This seems like an interesting type of graph problem... though it's pretty simple. Build a dictionary of which systems each computer is connected to; from there just look at all potential pairs for each system I'm interested in.
public object PartOne()
{
return CountTrios((a, b, c) => a[0] == 't' || b[0] == 't' || c[0] == 't');
}
public int CountTrios(Func<string, string, string, bool> validFunc)
{
var count = 0;
var systems = links.Keys.ToList();
for (int i = 0; i < systems.Count; i++)
for (int j = i + 1; j < systems.Count; j++)
for (int k = j + 1; k < systems.Count; k++)
{
if (i == j || i == k || j == k) continue;
string a = systems[i];
string b = systems[j];
string c = systems[k];
if (validFunc(a, b, c) && links[a].Contains(b) && links[a].Contains(c) && links[b].Contains(c)) count++;
}
return count;
}
Okay, at first glance I'm at a loss.
After a bit of googling, it seems that the name for "All nodes mutually connected to each other in a graph" is called a clique. The wikipedia page even has a (basic) description of how to find the maximal clique! I just decided to enumerate every clique, and do a few things on the results to get the max with the password
public List<ImmutableList<string>> GetCliques(ImmutableList<string> otherSystems)
{
var cliques = new List<ImmutableList<string>>();
foreach (var system in systems)
{
if (otherSystems.Contains(system)) continue;
if (!otherSystems.All(o => links[system].Contains(o))) continue;
var newClique = otherSystems.Add(system);
cliques.Add(newClique);
cliques.AddRange(GetCliques(newClique));
}
return cliques;
}
public object PartTwo()
{
return GetCliques(ImmutableList<string>.Empty)
.Select(c => c.Sort())
.Select(c => string.Join(',', c))
.Distinct()
.ToList()
.MaxBy(c => c.Length) ?? "???";
}
This works, but seems to be running incredibly slow... Oh! I shouldn't be looking at all existing systems, just systems connected to at least one of the systems I'm checking. Except that still runs too long. Bleh.

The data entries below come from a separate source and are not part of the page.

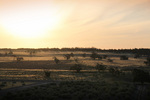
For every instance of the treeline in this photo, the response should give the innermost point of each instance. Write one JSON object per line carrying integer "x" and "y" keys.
{"x": 140, "y": 51}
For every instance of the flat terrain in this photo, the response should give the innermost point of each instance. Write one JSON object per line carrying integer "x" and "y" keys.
{"x": 31, "y": 70}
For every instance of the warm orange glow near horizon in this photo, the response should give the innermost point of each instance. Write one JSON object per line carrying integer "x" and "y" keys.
{"x": 74, "y": 23}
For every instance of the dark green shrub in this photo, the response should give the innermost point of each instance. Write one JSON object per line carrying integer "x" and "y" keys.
{"x": 100, "y": 67}
{"x": 76, "y": 67}
{"x": 47, "y": 74}
{"x": 67, "y": 56}
{"x": 56, "y": 60}
{"x": 123, "y": 57}
{"x": 140, "y": 76}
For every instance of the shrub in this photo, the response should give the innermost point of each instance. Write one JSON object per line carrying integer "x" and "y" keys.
{"x": 140, "y": 76}
{"x": 148, "y": 61}
{"x": 136, "y": 56}
{"x": 67, "y": 56}
{"x": 47, "y": 74}
{"x": 100, "y": 67}
{"x": 84, "y": 55}
{"x": 94, "y": 55}
{"x": 115, "y": 71}
{"x": 56, "y": 60}
{"x": 71, "y": 54}
{"x": 110, "y": 60}
{"x": 19, "y": 59}
{"x": 104, "y": 56}
{"x": 123, "y": 57}
{"x": 76, "y": 67}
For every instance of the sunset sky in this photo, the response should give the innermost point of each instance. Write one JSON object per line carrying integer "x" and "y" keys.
{"x": 75, "y": 23}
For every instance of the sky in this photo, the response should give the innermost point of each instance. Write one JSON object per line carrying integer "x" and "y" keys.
{"x": 106, "y": 24}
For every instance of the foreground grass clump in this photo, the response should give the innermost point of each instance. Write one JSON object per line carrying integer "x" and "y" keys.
{"x": 79, "y": 90}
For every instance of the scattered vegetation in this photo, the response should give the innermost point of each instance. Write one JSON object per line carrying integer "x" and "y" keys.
{"x": 148, "y": 61}
{"x": 140, "y": 76}
{"x": 100, "y": 67}
{"x": 56, "y": 60}
{"x": 76, "y": 67}
{"x": 47, "y": 74}
{"x": 19, "y": 59}
{"x": 110, "y": 60}
{"x": 123, "y": 57}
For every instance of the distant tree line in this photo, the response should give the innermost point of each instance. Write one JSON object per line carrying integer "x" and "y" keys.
{"x": 137, "y": 52}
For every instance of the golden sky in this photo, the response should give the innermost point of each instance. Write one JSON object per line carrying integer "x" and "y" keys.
{"x": 75, "y": 23}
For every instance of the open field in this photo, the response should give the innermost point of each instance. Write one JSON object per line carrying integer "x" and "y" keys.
{"x": 34, "y": 66}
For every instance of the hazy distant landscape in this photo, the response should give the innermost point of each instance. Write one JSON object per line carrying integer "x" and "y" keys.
{"x": 122, "y": 74}
{"x": 74, "y": 50}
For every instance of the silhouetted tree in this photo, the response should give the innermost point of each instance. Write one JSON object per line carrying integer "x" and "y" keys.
{"x": 76, "y": 67}
{"x": 71, "y": 54}
{"x": 140, "y": 76}
{"x": 84, "y": 55}
{"x": 56, "y": 60}
{"x": 19, "y": 59}
{"x": 100, "y": 67}
{"x": 110, "y": 60}
{"x": 94, "y": 55}
{"x": 104, "y": 56}
{"x": 148, "y": 61}
{"x": 123, "y": 57}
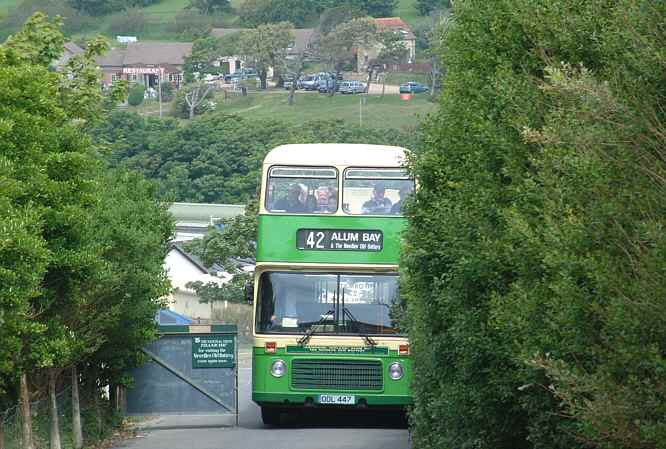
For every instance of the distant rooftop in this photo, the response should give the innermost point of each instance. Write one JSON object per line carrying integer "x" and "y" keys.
{"x": 204, "y": 213}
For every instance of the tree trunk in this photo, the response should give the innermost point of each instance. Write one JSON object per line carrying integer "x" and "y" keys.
{"x": 76, "y": 411}
{"x": 25, "y": 413}
{"x": 292, "y": 92}
{"x": 53, "y": 411}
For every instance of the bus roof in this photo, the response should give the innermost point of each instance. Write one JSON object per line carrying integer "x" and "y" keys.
{"x": 338, "y": 154}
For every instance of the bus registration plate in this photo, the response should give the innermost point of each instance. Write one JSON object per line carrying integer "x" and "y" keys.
{"x": 337, "y": 399}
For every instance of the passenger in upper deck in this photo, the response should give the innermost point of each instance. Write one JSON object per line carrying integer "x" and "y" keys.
{"x": 295, "y": 200}
{"x": 378, "y": 204}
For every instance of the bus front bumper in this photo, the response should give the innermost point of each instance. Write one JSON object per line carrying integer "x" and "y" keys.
{"x": 311, "y": 399}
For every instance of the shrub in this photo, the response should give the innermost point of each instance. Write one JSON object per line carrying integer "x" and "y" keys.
{"x": 136, "y": 93}
{"x": 535, "y": 269}
{"x": 130, "y": 21}
{"x": 167, "y": 91}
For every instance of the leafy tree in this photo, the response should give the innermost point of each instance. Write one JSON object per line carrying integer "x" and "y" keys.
{"x": 58, "y": 182}
{"x": 532, "y": 252}
{"x": 258, "y": 12}
{"x": 266, "y": 46}
{"x": 375, "y": 8}
{"x": 101, "y": 7}
{"x": 425, "y": 7}
{"x": 136, "y": 94}
{"x": 392, "y": 51}
{"x": 208, "y": 7}
{"x": 216, "y": 158}
{"x": 336, "y": 46}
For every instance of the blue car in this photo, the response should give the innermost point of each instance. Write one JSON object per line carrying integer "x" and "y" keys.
{"x": 412, "y": 87}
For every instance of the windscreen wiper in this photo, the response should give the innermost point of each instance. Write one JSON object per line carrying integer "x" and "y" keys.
{"x": 345, "y": 312}
{"x": 311, "y": 330}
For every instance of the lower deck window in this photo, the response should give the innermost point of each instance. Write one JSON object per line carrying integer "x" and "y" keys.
{"x": 328, "y": 303}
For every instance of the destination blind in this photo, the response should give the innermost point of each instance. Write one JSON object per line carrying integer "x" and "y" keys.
{"x": 339, "y": 240}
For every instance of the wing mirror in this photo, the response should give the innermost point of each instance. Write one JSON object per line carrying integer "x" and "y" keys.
{"x": 249, "y": 292}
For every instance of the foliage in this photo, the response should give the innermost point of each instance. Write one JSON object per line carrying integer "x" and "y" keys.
{"x": 534, "y": 259}
{"x": 216, "y": 158}
{"x": 425, "y": 7}
{"x": 266, "y": 46}
{"x": 190, "y": 24}
{"x": 136, "y": 94}
{"x": 130, "y": 21}
{"x": 168, "y": 93}
{"x": 336, "y": 47}
{"x": 207, "y": 7}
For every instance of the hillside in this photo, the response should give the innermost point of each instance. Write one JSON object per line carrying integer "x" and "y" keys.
{"x": 166, "y": 20}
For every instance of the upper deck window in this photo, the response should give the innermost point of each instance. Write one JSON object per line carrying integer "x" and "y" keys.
{"x": 302, "y": 190}
{"x": 375, "y": 191}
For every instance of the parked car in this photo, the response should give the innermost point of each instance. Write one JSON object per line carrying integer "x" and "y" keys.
{"x": 352, "y": 87}
{"x": 241, "y": 74}
{"x": 412, "y": 87}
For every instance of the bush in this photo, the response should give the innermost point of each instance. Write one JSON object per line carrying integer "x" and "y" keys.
{"x": 190, "y": 24}
{"x": 167, "y": 91}
{"x": 136, "y": 93}
{"x": 182, "y": 110}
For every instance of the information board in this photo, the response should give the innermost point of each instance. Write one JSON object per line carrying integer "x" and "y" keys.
{"x": 213, "y": 351}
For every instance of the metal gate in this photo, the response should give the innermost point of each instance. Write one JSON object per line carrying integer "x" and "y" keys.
{"x": 190, "y": 378}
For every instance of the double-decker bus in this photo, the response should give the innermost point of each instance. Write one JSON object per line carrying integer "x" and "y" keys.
{"x": 326, "y": 299}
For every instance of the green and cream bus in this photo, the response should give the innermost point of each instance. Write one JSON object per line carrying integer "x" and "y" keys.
{"x": 326, "y": 300}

Rather than trying to logic this out myself, after a while I started to look up if this sort of thing was solved. Looking past that basic description on Wikipedia before, I found the Bron-Kerbosch algorithm which, when implemented, runs pretty quick; only about 1000ms!
public IEnumerable<ImmutableList<string>> BronKerbosch(ImmutableList<string> r, ImmutableList<string> p, ImmutableList<string> x)
{
if (r.Count == 0 && x.Count == 0) yield return p;
foreach (var n in r)
{
var np = p.Add(n);
var nr = r.Where(n => links[n].Contains(n)).ToImmutableList();
var nx = x.Where(n => links[n].Contains(n)).ToImmutableList();
foreach (var clique in BronKerbosch(np, nr, nx)) yield return clique;
r = r.Remove(n);
x = x.Remove(n);
}
}
I suppose it's the time of the year where I just find the right esoteric algorithm to sovle the problems. Surprised it took until day 23 for me to find it necessary. I built a few other more brute-force algorithms, and I'll leave them in my code I guess, but they aren't exactly fast enough to be reasonable.